Facing up to the Big Questions
From The Bookseller, edition of 10 August 2001

by Mike Shatzkin

For the most part, book publishing is a business that requires looking well into the future. Once books are commissioned, they take months, if not years, to be completed editorially before they can even be introduced into a lengthy production and marketing process, and then be launched into what a publisher usually hopes will be a lengthy period of sales. Up until very recently, readers' interest in the subject matter of a book was a moving target for publishers: would it survive, or grow, between the time of commitment and the time of publication?

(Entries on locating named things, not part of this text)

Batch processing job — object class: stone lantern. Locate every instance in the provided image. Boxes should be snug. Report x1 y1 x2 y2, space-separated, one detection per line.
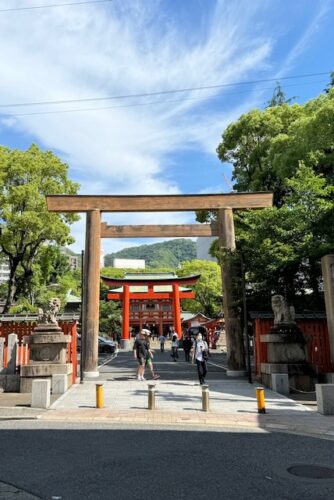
20 298 73 392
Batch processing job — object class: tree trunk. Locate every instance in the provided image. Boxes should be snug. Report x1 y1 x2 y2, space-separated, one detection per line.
3 263 18 313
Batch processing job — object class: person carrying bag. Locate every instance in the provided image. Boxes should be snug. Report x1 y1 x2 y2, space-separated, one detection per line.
192 333 209 385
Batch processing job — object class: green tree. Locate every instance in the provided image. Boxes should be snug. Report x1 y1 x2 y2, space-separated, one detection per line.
211 89 334 300
0 145 79 311
177 259 222 318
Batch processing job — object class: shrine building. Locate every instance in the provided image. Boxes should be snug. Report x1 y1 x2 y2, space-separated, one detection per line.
101 273 200 341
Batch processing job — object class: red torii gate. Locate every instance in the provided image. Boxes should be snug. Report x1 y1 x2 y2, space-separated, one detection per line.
101 274 200 341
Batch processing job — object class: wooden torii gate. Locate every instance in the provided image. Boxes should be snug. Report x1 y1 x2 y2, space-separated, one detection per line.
47 192 273 378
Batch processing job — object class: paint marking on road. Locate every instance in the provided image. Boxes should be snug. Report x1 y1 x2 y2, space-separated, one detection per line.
208 361 228 371
98 347 118 368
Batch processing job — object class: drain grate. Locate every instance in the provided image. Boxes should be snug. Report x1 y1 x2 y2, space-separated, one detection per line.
287 464 334 479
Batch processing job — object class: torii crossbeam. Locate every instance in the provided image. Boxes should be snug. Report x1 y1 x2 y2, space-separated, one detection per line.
46 192 273 378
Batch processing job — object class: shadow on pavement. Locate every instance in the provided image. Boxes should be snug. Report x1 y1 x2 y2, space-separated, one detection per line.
0 423 334 500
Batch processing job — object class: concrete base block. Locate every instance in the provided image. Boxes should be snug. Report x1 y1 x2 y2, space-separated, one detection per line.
31 380 51 408
261 363 288 375
52 374 68 394
0 375 20 392
325 372 334 384
226 370 247 377
83 372 100 379
271 373 289 394
315 384 334 415
21 363 73 378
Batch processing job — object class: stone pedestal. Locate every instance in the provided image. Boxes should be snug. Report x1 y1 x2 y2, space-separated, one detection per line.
20 324 73 392
261 323 314 391
315 384 334 415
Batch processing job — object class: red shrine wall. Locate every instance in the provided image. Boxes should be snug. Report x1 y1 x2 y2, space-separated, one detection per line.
130 300 174 334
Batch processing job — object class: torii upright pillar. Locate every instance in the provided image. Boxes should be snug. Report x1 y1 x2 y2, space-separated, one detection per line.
122 285 130 349
173 283 182 339
81 210 101 378
218 208 246 377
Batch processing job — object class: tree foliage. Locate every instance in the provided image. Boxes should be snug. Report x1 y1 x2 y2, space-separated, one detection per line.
211 89 334 305
0 145 79 311
177 259 222 318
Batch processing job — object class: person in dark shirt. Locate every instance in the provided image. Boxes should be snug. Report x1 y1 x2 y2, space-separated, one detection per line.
133 333 147 380
183 335 192 363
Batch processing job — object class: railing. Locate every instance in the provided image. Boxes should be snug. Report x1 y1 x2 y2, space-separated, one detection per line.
254 318 332 376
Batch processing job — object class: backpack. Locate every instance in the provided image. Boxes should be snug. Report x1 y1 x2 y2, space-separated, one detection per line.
195 340 209 361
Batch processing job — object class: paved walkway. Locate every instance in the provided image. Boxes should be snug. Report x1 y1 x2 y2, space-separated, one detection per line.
0 351 334 440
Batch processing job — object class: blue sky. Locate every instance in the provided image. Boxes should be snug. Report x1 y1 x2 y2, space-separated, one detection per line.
0 0 334 252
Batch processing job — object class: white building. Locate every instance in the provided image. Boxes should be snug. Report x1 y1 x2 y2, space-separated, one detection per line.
0 261 10 284
68 255 79 271
196 236 218 262
113 259 145 269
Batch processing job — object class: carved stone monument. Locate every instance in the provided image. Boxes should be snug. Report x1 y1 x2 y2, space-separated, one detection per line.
20 298 73 392
261 295 314 390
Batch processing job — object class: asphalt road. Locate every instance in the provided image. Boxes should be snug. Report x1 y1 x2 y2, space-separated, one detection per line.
0 422 334 500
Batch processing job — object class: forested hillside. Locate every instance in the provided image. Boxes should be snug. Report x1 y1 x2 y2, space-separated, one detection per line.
105 239 196 268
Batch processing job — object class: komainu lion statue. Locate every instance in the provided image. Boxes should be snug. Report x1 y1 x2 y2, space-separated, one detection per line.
38 297 60 325
271 295 295 325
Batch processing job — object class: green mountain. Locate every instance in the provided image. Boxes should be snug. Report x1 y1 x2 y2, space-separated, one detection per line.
105 239 196 268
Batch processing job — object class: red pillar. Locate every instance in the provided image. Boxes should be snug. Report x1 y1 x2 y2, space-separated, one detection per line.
122 285 130 340
173 283 182 338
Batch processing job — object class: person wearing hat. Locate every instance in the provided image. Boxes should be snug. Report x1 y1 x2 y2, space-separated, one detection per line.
141 328 160 380
133 331 147 380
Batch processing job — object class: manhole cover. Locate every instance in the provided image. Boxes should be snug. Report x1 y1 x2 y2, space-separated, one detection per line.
287 464 334 479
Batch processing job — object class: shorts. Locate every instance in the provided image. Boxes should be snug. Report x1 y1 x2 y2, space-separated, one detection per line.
137 356 145 366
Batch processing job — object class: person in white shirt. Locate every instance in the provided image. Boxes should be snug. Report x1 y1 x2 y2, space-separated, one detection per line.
192 333 209 385
171 332 179 361
159 335 166 352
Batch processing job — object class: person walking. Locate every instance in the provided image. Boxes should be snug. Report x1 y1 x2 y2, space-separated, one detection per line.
133 332 147 380
171 332 179 361
192 333 209 385
183 334 192 363
141 328 160 380
159 334 166 352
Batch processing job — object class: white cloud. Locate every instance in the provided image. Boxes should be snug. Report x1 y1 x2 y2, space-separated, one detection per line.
0 0 328 249
0 0 270 193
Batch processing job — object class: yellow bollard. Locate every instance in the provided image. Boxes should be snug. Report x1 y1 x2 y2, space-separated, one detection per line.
256 387 266 413
148 384 155 410
96 384 104 408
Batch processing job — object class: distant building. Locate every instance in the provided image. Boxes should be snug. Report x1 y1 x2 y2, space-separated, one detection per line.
68 255 79 271
0 261 10 284
196 236 218 262
113 259 145 269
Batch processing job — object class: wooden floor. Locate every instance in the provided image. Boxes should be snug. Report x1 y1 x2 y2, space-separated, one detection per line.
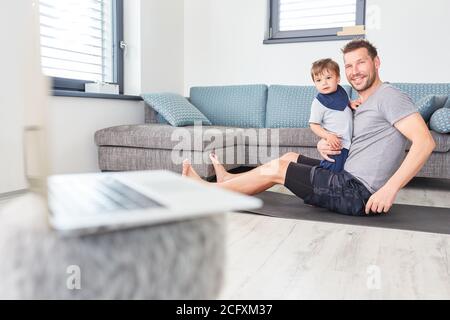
219 179 450 299
0 181 450 299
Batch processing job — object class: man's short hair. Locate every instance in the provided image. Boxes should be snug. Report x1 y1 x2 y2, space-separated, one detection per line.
342 39 378 60
311 58 340 81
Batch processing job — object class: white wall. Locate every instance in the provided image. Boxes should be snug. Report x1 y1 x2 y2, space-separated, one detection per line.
49 97 144 174
184 0 450 94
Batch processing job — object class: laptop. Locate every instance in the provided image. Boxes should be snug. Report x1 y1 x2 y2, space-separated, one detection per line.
14 0 262 235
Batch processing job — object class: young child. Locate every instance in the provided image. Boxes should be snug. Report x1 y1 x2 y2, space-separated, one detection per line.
309 59 358 172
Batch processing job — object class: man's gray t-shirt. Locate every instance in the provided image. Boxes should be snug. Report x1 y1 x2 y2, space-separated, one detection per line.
344 83 417 193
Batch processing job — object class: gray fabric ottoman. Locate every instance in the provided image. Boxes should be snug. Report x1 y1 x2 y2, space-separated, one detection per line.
0 194 225 299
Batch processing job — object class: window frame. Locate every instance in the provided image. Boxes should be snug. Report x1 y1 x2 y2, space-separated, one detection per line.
50 0 124 94
264 0 366 44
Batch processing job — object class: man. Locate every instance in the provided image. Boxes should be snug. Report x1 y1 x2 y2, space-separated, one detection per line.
183 39 435 215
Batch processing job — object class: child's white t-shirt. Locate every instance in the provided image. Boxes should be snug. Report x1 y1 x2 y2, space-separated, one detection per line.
309 98 353 149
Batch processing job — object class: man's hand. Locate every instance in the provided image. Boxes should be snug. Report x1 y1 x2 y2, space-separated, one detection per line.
327 133 341 150
366 185 398 214
350 99 361 110
317 139 341 162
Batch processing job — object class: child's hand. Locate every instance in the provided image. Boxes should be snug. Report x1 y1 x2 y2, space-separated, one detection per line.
326 133 341 150
350 99 361 110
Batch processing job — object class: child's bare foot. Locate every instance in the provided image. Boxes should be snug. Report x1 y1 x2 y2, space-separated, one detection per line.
181 159 204 181
209 152 233 182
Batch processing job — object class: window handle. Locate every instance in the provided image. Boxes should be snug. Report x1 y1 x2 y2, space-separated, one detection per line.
119 40 128 54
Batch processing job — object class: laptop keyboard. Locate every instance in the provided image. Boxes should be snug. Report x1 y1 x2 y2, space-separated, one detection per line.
49 177 163 213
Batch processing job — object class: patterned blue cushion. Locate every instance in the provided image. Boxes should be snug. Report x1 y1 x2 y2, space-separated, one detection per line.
416 94 446 122
266 85 317 128
156 113 169 124
142 93 211 127
391 83 450 103
190 84 267 128
430 108 450 133
444 96 450 109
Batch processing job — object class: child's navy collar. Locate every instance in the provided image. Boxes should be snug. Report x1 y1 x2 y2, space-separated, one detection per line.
317 85 349 111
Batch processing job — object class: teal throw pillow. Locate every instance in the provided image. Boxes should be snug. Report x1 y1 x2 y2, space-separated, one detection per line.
417 94 447 122
142 93 211 127
430 108 450 133
444 96 450 109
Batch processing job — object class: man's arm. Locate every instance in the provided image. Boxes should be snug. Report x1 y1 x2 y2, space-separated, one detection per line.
317 139 341 162
366 113 436 214
309 122 342 149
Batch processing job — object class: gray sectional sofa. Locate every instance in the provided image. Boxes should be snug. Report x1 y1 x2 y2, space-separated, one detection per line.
95 83 450 179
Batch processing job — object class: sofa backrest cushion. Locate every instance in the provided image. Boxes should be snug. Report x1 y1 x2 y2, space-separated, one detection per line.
266 85 351 128
141 92 211 127
190 84 267 128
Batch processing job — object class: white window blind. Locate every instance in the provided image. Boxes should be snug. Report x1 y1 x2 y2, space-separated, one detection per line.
279 0 356 31
39 0 114 82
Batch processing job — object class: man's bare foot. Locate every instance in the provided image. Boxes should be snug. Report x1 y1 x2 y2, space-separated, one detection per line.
181 159 204 182
209 152 233 182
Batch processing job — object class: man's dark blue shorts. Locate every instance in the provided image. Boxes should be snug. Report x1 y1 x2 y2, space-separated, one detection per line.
284 156 372 215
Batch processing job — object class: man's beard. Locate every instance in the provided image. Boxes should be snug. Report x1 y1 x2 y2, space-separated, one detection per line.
350 72 375 92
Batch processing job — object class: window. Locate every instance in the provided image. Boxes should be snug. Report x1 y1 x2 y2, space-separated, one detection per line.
264 0 365 43
39 0 123 93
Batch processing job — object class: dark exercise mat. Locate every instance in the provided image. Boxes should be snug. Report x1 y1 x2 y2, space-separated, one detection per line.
241 191 450 234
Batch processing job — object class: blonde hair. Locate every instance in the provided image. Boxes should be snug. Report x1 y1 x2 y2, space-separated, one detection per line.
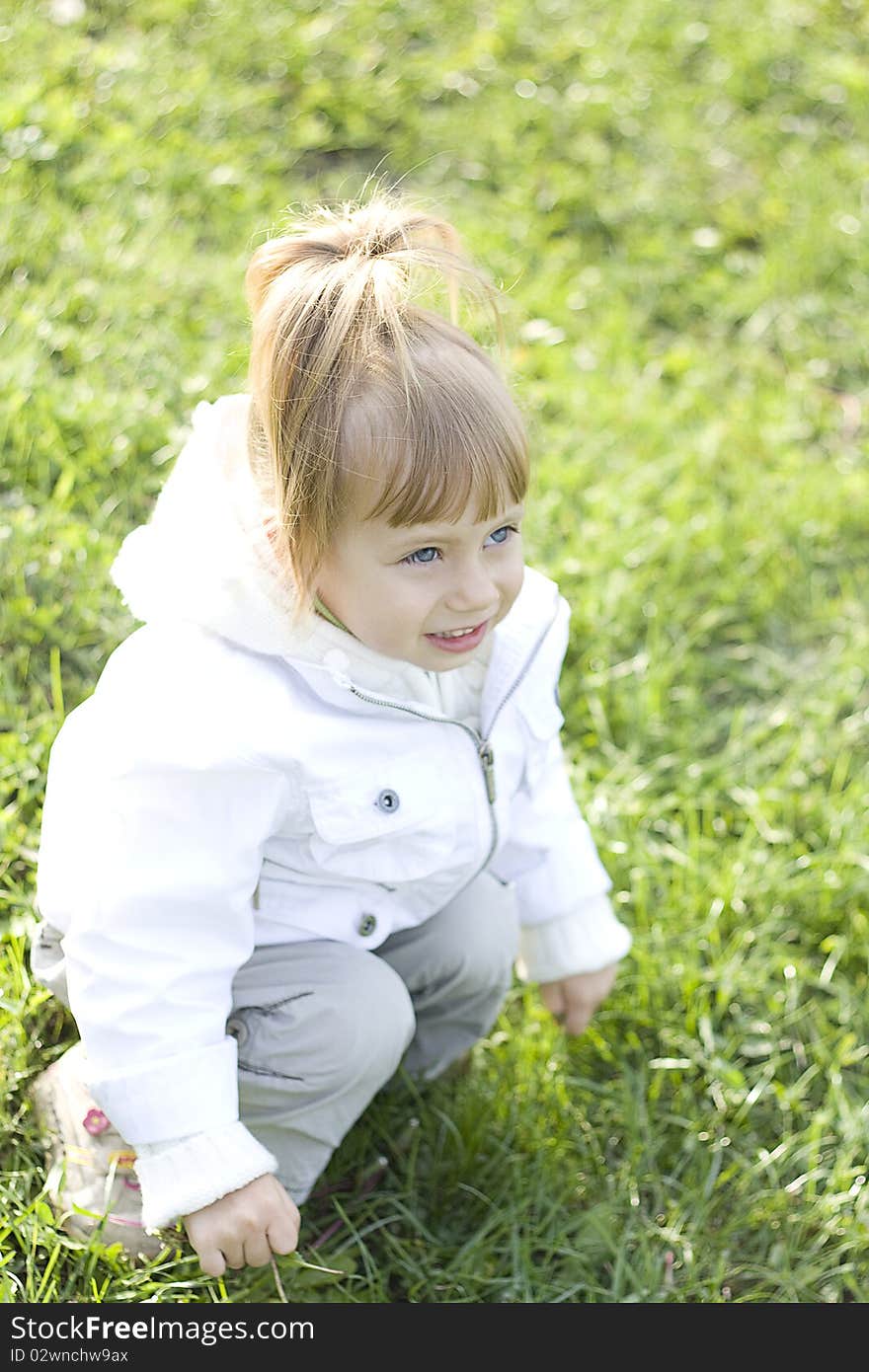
244 188 528 616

Now there are a number of moving targets relating to the industry itself. Most books signed up today will be published in two to three years. By then, will a publisher be able to sell a substantial number of copies as e-books or files for printing on demand? How will these sales affect those of the printed edition? Will the intermediary structure expected to support the project -- reviewers, information sources, libraries, book clubs and booksellers -- be around when the book comes out? And will books that have global markets be translated more often, thanks to technology? And, if they are, will publishers still be financing and controlling the translation process?

Publishers in 2001 face uncertainty every time they sign up a book, but even more so when they make infrastructure investments. How much effort should go into digital content and rights management? How much investment should go into developing new delivery forms and channels? Is this exactly the wrong time to invest in more warehouse space, or exactly the right time to invest in print-on-demand capability in the warehouse?

There are some changes, now becoming obvious, that publishers must make to the 20th-century ways of doing business. Processes need to be digital from commissioning, through development, through delivery. Mastery of e-book and print-on-demand technology, and development of business models that include them, are a must. There must be a rights database and a content database. How quickly legacy contracts need to go into the database or how aggressively a house must digitise its backlist assets are still contentious subjects (and ³all right now² is almost never the correct answer). But re-engineering processes so that all new deals and projects are managed in a digital way is a clear and present challenge to every publisher.

Other decisions can be made only by understanding the changing environment of 21st-century publishing. We cannot claim to know the answers, but we see five Big Questions that every publisher should be constantly asking in order to understand how each publishing business will have to change :

  • Does disintermediation really represent an opportunity or a threat all along the publishing value chain?
  • How quickly will the world move to reading content on a screen?
  • Will the proliferation of free Internet content compromise the ability of publishers and authors to get paid in the future the way they are at present?
  • How will libraries change in the next two to five years?
  • What will be the effect of technology and government action on translation markets?

    The answers to these questions reveal what a publisher needs to know about the business environment we will have in the years to come.

    None of these questions is answerable in a definitive way; what anybody seeking the "truth" about them must accept is the most informed possible speculation. But the speculation should be based on solid facts.

    To develop an intellectual platform that would generate the most useful speculation, I have spent the better part of the past year discussing these big questions with decision-makers from all strands of the publishing and information industries.

    Also included in these conversations were colleagues from the Frankfurt Book Fair and from the leading trade publications: Publishers Weekly, The Bookseller, Library Journal, Inside and the German Börsenblatt. Together, we have created the underpinning for the Frankfurt 'Big Questions' Conference, which will take place on 8th October, the day before the formal opening of the 2001 Frankfurt Book Fair.

    In the course of the past year, many visions have become illusions and many bright ideas have failed. But the Big Questions we started exploring early in 2001 remain as vexing as ever, and as critical to any publisher's future success. The executives, academics, entrepreneurs and industry visionaries who will talk about them (along with our convention delegates) will at least have the research and insight of the industry's best global observers as the starting point for their informed speculation.